- Born: March 31, 1976 (age 50) Los Angeles, California, U.S.
- Occupations: Professional skateboarder, company co-owner
- Partner: Gina Rizzo

= Guy Mariano =

American professional skateboarder (born 1976)

Guy Mariano (born March 31, 1976) is an American professional skateboarder. He first gained recognition at the age of 14 for his video part in the Blind Skateboards video Video Days (1991).

==Early life==
Mariano attended John Burroughs High School in Burbank, California.

==Professional skateboarding==
Val Surf, a Californian retail outlet, was Mariano's first ever sponsor. Mariano's first skateboard deck sponsor was Powell Peralta and he appeared in the company's video "Ban This", alongside Paulo Diaz, Rudy Johnson, and Gabriel Rodriguez.

Together with Mark Gonzales, Jason Lee, Jordan Richter, and Rudy Johnson, Mariano appeared in the Blind video, Video Days, considered a classic achievement in skateboarding history. Skateboarder magazine brought together all of the video's members for a reunion article that celebrated twenty years since the video's release, while Gonzales has since been named the most influential skateboarder of all time by the Transworld Skateboarding magazine. Professional skateboarder, Paul Rodriguez explained in 2003 that he first saw Video Days in 1999 to better understand why his generation skated the way it did and also because the video inspired him to skateboard.

Mariano joined professional skateboarders Rodney Mullen, Jeron Wilson, Andrew Reynolds, Gershon Mosley, Ryan Wilburn, Heath Kirchart, and Mike York on a trip to Australia for the filming of a documentary entitled Canvas. The film was co-directed by Matt Hill, part owner of Globe.

Following Blind, Mariano joined the Girl Skateboards team and appeared in the video Mouse (1996). Since joining the Girl team, Mariano has appeared in every major Girl video production since the company's inception.

Following a hiatus related to illicit drug use, Mariano returned to professional skateboarding in 2005. Mariano contributed a part in Lakai Limited Footwear's skateboarding video Fully Flared and won the "Best Street", "Best Video Part", and "Readers Choice" awards at the 2008 awards event that is presented annually by the Transworld Skateboarding magazine—the video itself won the "Best Video" award. Mariano did not present a pre-written speech after receiving any of the awards and was quoted as stating, "I’m older than most of you so I’m going to cry." after his "Best Street" accolade and "I love everybody! I love skateboarding" following the announcement of the "Best Video Part" decision.

In 2012, Mariano appeared in Pretty Sweet, a collaborative video between the Girl and Chocolate brands, and received the closing video part, a symbol of a video part's excellence (often referred to as the video's "ender").
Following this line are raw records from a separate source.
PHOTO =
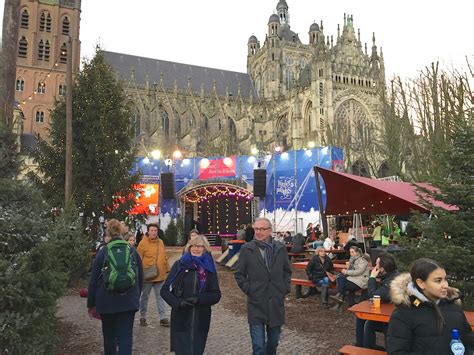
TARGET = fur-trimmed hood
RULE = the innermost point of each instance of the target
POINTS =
(402, 292)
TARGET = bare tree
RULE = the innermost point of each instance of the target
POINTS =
(11, 18)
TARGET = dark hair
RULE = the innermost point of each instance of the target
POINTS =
(356, 249)
(387, 261)
(422, 269)
(152, 225)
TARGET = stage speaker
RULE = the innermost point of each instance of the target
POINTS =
(259, 182)
(167, 185)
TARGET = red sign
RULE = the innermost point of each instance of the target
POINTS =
(213, 168)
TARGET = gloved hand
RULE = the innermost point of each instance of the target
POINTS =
(192, 300)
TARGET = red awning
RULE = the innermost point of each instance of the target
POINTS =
(348, 194)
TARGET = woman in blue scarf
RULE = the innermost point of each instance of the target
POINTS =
(191, 289)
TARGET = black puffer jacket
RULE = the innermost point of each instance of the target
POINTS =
(316, 270)
(413, 327)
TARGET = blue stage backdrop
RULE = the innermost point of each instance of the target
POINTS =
(290, 177)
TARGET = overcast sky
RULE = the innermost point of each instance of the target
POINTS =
(214, 33)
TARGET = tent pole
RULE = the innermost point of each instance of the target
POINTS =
(320, 203)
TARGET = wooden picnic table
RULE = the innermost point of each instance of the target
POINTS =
(364, 310)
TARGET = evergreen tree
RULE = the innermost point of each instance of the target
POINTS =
(448, 237)
(103, 150)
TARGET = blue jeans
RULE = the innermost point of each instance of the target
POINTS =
(370, 328)
(117, 329)
(156, 286)
(260, 345)
(323, 282)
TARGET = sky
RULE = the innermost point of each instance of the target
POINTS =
(214, 33)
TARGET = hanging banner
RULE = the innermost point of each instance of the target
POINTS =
(214, 168)
(146, 199)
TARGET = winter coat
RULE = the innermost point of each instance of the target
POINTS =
(383, 288)
(298, 244)
(358, 271)
(265, 289)
(109, 302)
(413, 326)
(147, 250)
(316, 270)
(190, 325)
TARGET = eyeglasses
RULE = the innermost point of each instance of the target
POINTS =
(261, 229)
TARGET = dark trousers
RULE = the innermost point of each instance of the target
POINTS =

Initially, Mariano was merely going to be featured in a montage section, but after he was encouraged by the video's filmer, Ty Evans, to "focus more" on his "stuff", Mariano eventually assembled enough footage for a full video part that features a number of tricks that were filmed in China. Mariano revealed in a 2012 interview that the filming process for the video was very physically intensive and "ice baths, massage therapy and chiropractic adjustments" were factors in the completion of the part. Following his Pretty Sweet video part, a level of anticipation developed in regard to the awarding of the Skater of the Year (SOTY) trophy to Mariano by Thrasher magazine and Gary Rogers, from the Internet show, Skateline, was a significant contributor to this momentum—the award was eventually given to David González.

==Company owner==
Mariano co-founded the Royal Trucks skateboard truck company with Rudy Johnson in 1999, and is also a part owner in the Fourstar clothing brand with Eric Koston.

==Awards and accolades==
Following his return from an extended period of leave from professional skateboarding, Mariano received the awards for "Best Street Skater" and "Best Video Part" (for Fully Flared) at the 10th Annual Transworld SKATEboarding Awards.
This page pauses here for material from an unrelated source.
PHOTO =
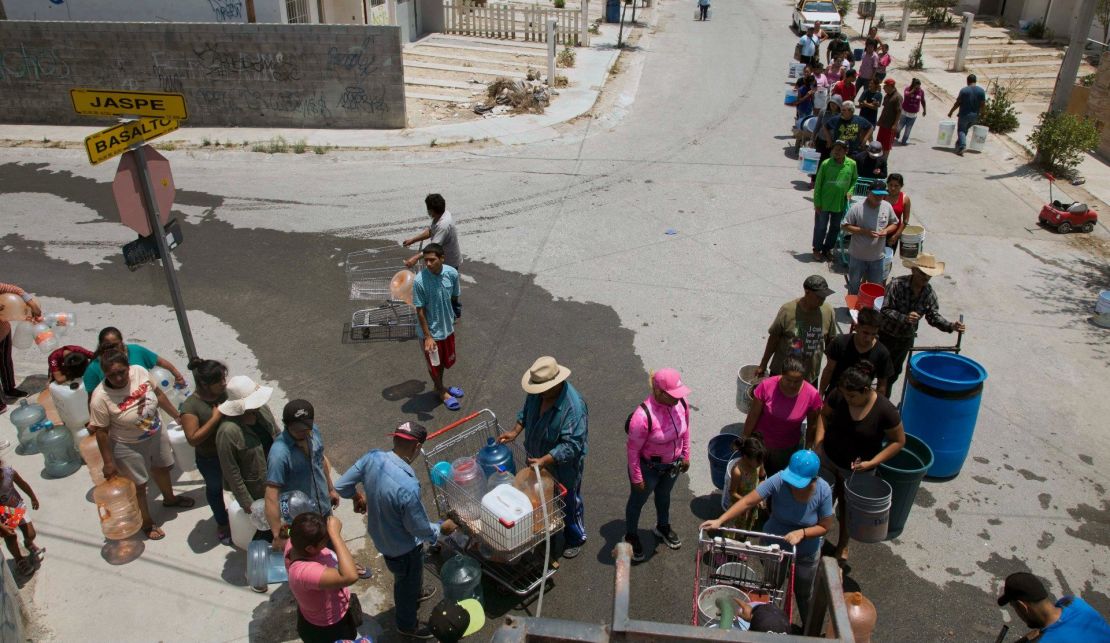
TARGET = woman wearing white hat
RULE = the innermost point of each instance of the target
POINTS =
(244, 438)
Mariano received the Best Video Part award again at the 15th Transworld award event for his closing part in the Girl/Chocolate co-production Pretty Sweet.

Professional skateboarder Paul Rodriguez identified Mariano in his "top ten" list of favorite professional skateboarders in July 2013. Rodriguez stated: "He’s just one of those guys that did legendary things that people who were there witnessed and you would just hear about. Then taking such a long hiatus and coming back from that better than ever."

==Personal life==
Mariano is Italian-American and has revealed that, at the age of 37, professional skateboarding has led to significant difficulties in his personal life:

"I made a lot of sacrifices—I missed my mom's birthdays, my girlfriend's birthdays, Thanksgiving, Christmas, because I was on skate trips. I have to put a lot of my life on hold to be a skateboarder at this age. A lot of people are moving on in life and having babies and families, but I'm still not around every weekend. It can get a little old for the people around you in your life, you know?"

He is in a long-time relationship with stylist Gina Rizzo, who was married to fellow skateboarder Justin Pierce until he died in 2000.